🤖 AI Summary
This work addresses the bottleneck in motion generation—its reliance on large-scale, task-specific motion capture (MoCap) datasets—by proposing a novel method that synthesizes diverse, physically plausible full-body reach-to-grasp motions using only a few seconds of walking MoCap data. Methodologically, it transfers implicit general locomotion priors from walking data to the grasping task for the first time; introduces an active data generation scheme coupled with local temporal feature alignment to jointly ensure motion naturalness and task success; and integrates kinematics-driven grasp pose initialization, physics-based simulation optimization, and data augmentation. Experiments demonstrate high grasp success rates and motion naturalness across diverse scenes and unseen objects, significantly outperforming existing approaches that require complete task-specific MoCap data.
📝 Abstract
Existing motion generation methods based on mocap data are often limited by data quality and coverage. In this work, we propose a framework that generates diverse, physically feasible full-body human reaching and grasping motions using only brief walking mocap data. Base on the observation that walking data captures valuable movement patterns transferable across tasks and, on the other hand, the advanced kinematic methods can generate diverse grasping poses, which can then be interpolated into motions to serve as task-specific guidance.
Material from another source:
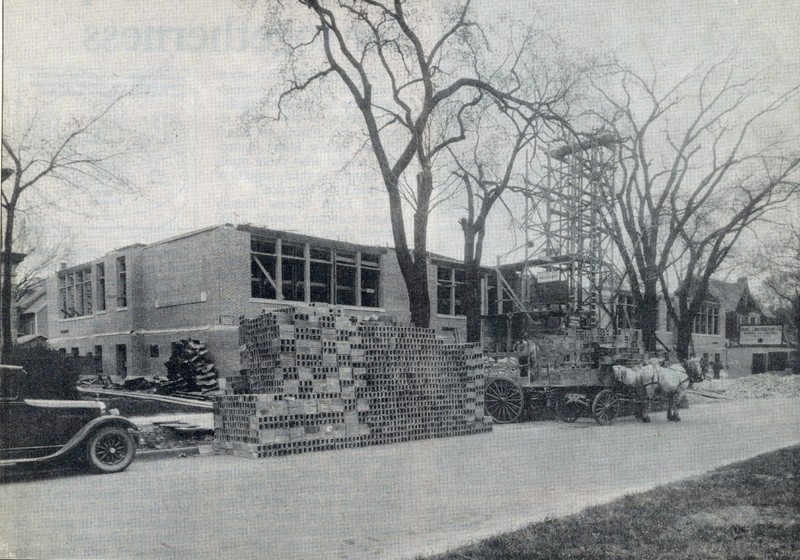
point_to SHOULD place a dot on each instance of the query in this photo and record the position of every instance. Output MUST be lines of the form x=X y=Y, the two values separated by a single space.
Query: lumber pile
x=189 y=369
x=315 y=380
Our approach incorporates an active data generation strategy to maximize the utility of the generated motions, along with a local feature alignment mechanism that transfers natural movement patterns from walking data to enhance both the success rate and naturalness of the synthesized motions. By combining the fidelity and stability of natural walking with the flexibility and generalizability of task-specific generated data, our method demonstrates strong performance and robust adaptability in diverse scenes and with unseen objects.